Getting Ready For An IPO

Last week, I attended the Bay Area IPO Summit, hosted by the Connor Group. The process of going public is a complex ecosystem involving a wide range of specialized participants. Below are my key insights from the summit, shedding light on the current dynamics of the IPO market.

IPO: A milestone in a company's journey (image credit DALL-E)


Current State 

1. Improving Market Conditions: The IPO market is showing signs of recovery. Year-to-date, 2024 has seen 30% more IPOs than the entirety of 2023. Additionally, over $300 billion in venture capital "dry powder" remains available for investment in the US.

2. Revised Definitions: Investment bankers now define "high growth" as achieving over 30% year-over-year revenue growth, while "profitability" is simply a business generating more than break-even profits.

3. Supply Constraints: Contrary to popular belief, there is no shortage of investor demand for IPOs. The real issue lies on the supply side—few high-growth companies are prepared to go public, and no further IPOs are expected in 2024.

4. Profit Expectations: For software companies, IPO investors now demand a clear path to achieving operating margins exceeding 20% within five years.

5. Revenue Benchmarks Declining: The average Annual Recurring Revenue (ARR) for companies that went public in 2022-2023 was $500 million. That figure has now dropped to $200 million, reflecting a shift in market conditions.

6. Scale ≠ Profitability: While scale is an important indicator, it does not guarantee that a company will meet the desired operating margins post-IPO.


Preparing for IPO

A number of strategies were highlighted for companies considering going public:

1. Quarterly Discipline: Begin forecasting on a quarterly basis and managing to exceed these forecasts. Establishing a "quarterly rhythm" is crucial.

2. Simplified Messaging: Define the company in a single sentence. Investors prefer clarity to plug into their valuation models.

3. Board Realignment: Venture capitalists often outlive their usefulness post-IPO. Bringing in experienced public company board members is a key step.

4. IPO Readiness: Allocate 5-6 months for preparing the company.

5. Competitive Clarity: The S1 filing must articulate competitive strengths in simple terms, comprehensible even to non-specialists.

6. Comparable Companies: Choosing the right comparables is critical. Google's IPO, for example, had to look beyond traditional peers like Yahoo due to differences in their advertising models.

7. Executive Preparedness: Ensure executives are trained on Regulation Fair Disclosure (Reg FD) to avoid legal pitfalls.

8. Public Company Audits: Transition to public company auditing standards early. This often requires changing auditors.

9.Growth Narrative: A strong growth story remains a cornerstone of investor confidence.

10. Early Investor Engagement: Building relationships with potential IPO investors well before the roadshow is essential.

11. AI Story: An effective narrative around AI—how the company leverages and defends against pure play AI competitors—must be simple and free of buzzword-heavy jargon.

Additional Observations

1. Valuation Metrics: The Rule of 40—where a combination of revenue growth rate and EBITDA margin should exceed 40%—still applies in valuing SaaS businesses.

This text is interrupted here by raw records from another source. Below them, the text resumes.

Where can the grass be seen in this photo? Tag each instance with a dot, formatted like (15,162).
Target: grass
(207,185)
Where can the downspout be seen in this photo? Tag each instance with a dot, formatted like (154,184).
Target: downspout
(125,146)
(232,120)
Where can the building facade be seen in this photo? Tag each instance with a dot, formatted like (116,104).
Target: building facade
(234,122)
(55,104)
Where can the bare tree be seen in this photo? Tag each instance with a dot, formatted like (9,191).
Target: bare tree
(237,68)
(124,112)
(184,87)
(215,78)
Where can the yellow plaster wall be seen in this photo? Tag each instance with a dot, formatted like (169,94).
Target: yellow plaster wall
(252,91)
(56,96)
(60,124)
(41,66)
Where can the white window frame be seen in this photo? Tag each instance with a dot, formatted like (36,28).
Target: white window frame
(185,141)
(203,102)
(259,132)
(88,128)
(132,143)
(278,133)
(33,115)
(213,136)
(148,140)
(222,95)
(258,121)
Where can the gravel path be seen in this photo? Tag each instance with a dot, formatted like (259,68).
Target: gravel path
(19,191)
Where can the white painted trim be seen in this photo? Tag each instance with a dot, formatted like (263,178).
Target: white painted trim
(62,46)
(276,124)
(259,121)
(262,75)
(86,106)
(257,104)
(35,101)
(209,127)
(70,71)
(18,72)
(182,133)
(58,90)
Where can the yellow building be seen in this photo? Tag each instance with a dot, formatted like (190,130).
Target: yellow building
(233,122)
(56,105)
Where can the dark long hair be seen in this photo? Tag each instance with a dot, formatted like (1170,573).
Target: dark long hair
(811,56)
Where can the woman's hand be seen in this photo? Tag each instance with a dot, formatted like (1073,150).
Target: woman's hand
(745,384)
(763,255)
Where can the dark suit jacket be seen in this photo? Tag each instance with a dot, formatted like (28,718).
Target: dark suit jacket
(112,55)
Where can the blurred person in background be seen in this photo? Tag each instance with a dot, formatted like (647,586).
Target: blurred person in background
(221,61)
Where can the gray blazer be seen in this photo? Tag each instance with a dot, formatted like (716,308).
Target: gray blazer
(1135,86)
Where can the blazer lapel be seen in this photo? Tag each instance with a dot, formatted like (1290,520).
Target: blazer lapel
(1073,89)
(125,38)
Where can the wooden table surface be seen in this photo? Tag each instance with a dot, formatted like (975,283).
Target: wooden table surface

2. Speed Records: Juniper Networks holds the record for the fastest IPO, completing the process in just 12 days.

3. Valuation Multiples: High-growth companies with EBITDA margins over 10% are valued at roughly 2.7x those with lower margins (an unverified claim, but widely cited).

4. Gen AI Use Cases: Finance and legal teams are increasingly deploying generative AI for tasks such as fluctuation variation (flux) analysis, compliance tracking, anomaly detection, and pivot table creation.

5. D&O Insurance Costs: Upon going public, companies face a significant rise in the cost of Directors and Officers (D&O) liability insurance. For example, premiums can jump from $25,000 to $500,000 for the same $5 million in coverage. Furthermore, Test The Water (TTW) presentations should be covered by D&O insurance. 

6. Litigation Risk: Companies are more susceptible to lawsuits in the first three years after going public, largely due to the provisions of Section 11 of the Securities Act.



In conclusion, the Bay Area IPO Summit provided valuable insights into the intricate process of going public, with a clear focus on the evolving demands of growth, profitability, and AI readiness. As the market recovers, companies must prioritize strong growth narratives and maintain a strategic relationship with investors well before the IPO roadshow.

For those not directly involved in finance, legal, or CEO functions, the transformation from S1 to IPO may seem distant. Having held executive roles in product and marketing at both pre-IPO startups and large corporations, the summit deepened my appreciation for the crucial roles my legal and finance colleagues play in navigating this complex journey. Their expertise is indispensable in turning a company’s vision into reality on the public stage.